The Strong CP Problem and Axions
R. D. Peccei
TL;DR
The paper analyzes the strong CP problem in QCD, detailing how the U(1)_A anomaly and the theta vacuum introduce CP violation and are constrained by neutron EDM measurements. It advocates the Peccei–Quinn mechanism as a dynamical solution, yielding the axion, a light pseudoscalar whose mass and couplings arise from QCD anomalies and meson mixing. It discusses two main invisible axion realizations, KSVZ and DFSZ, and derives their mass scales and interactions, alongside stringent astrophysical and cosmological bounds that limit the PQ scale and the axion parameter space.
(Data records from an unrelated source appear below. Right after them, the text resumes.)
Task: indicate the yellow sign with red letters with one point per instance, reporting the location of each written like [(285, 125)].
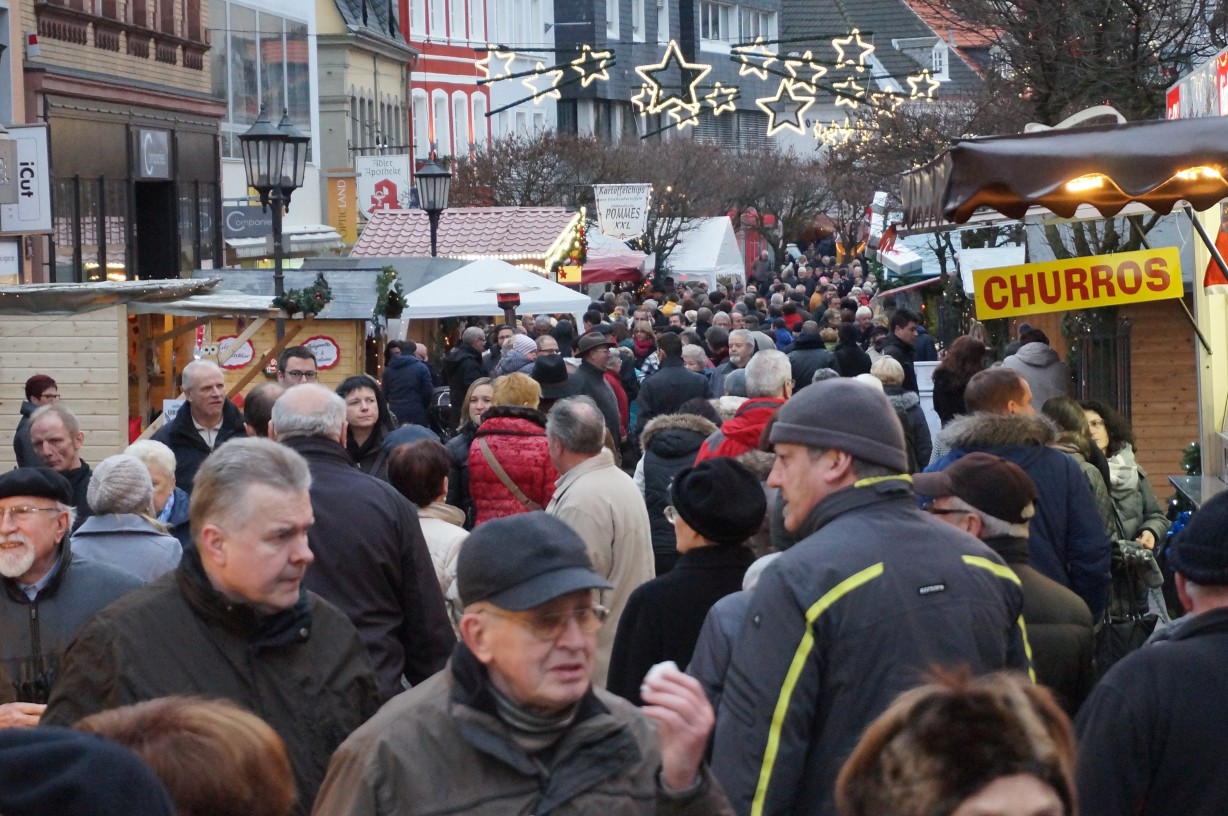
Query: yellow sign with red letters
[(1078, 283)]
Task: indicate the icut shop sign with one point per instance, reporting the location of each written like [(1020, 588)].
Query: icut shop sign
[(1078, 283)]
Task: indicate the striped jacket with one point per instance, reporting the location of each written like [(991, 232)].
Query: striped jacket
[(874, 594)]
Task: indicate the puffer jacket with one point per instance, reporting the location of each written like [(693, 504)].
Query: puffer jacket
[(441, 750), (516, 436), (669, 444), (1066, 537)]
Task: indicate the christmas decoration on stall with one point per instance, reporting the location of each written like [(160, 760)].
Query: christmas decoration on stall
[(311, 300)]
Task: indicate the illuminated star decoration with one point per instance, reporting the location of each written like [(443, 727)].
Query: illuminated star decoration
[(484, 63), (721, 98), (849, 92), (804, 66), (854, 41), (685, 95), (758, 68), (549, 91), (922, 86), (785, 112), (591, 65)]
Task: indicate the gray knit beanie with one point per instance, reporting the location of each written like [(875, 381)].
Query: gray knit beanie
[(120, 484), (844, 415)]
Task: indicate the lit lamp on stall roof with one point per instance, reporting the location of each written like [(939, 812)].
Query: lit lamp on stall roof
[(509, 298)]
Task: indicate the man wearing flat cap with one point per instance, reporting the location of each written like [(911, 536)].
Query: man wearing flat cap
[(513, 724), (874, 594), (48, 592), (1151, 735), (994, 500)]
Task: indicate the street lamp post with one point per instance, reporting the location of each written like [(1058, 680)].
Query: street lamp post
[(434, 187), (275, 161)]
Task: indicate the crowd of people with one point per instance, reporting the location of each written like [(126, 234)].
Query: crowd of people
[(698, 554)]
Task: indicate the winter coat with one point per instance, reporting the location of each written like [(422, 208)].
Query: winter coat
[(663, 617), (442, 750), (667, 390), (33, 634), (303, 671), (372, 563), (916, 427), (516, 436), (462, 366), (602, 504), (189, 447), (903, 353), (1060, 627), (22, 447), (1151, 734), (1134, 499), (669, 445), (129, 542), (807, 355), (1043, 369), (874, 594), (742, 433), (1066, 537), (408, 388)]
The work highlights the potential for axions to be dark matter and notes ongoing experimental efforts to detect them.
Abstract
I describe how the QCD vacuum structure, necessary to resolve the $U(1)_A$ problem, predicts the presence of a P, T and CP violating term proportional to the vacuum angle $\barθ$. To agree with experimental bounds, however, this parameter must be very small $(\barθ \leq 10^{-9}$). After briefly discussing some possible other solutions to this, so-called, strong CP problem, I concentrate on the chiral solution proposed by Peccei and Quinn which has associated with it a light pseudoscalar particle, the axion. I discuss in detail the properties and dynamics of axions, focusing particularly on invisible axion models where axions are very light, very weakly coupled and very long-lived. Astrophysical and cosmological bounds on invisible axions are also briefly touched upon.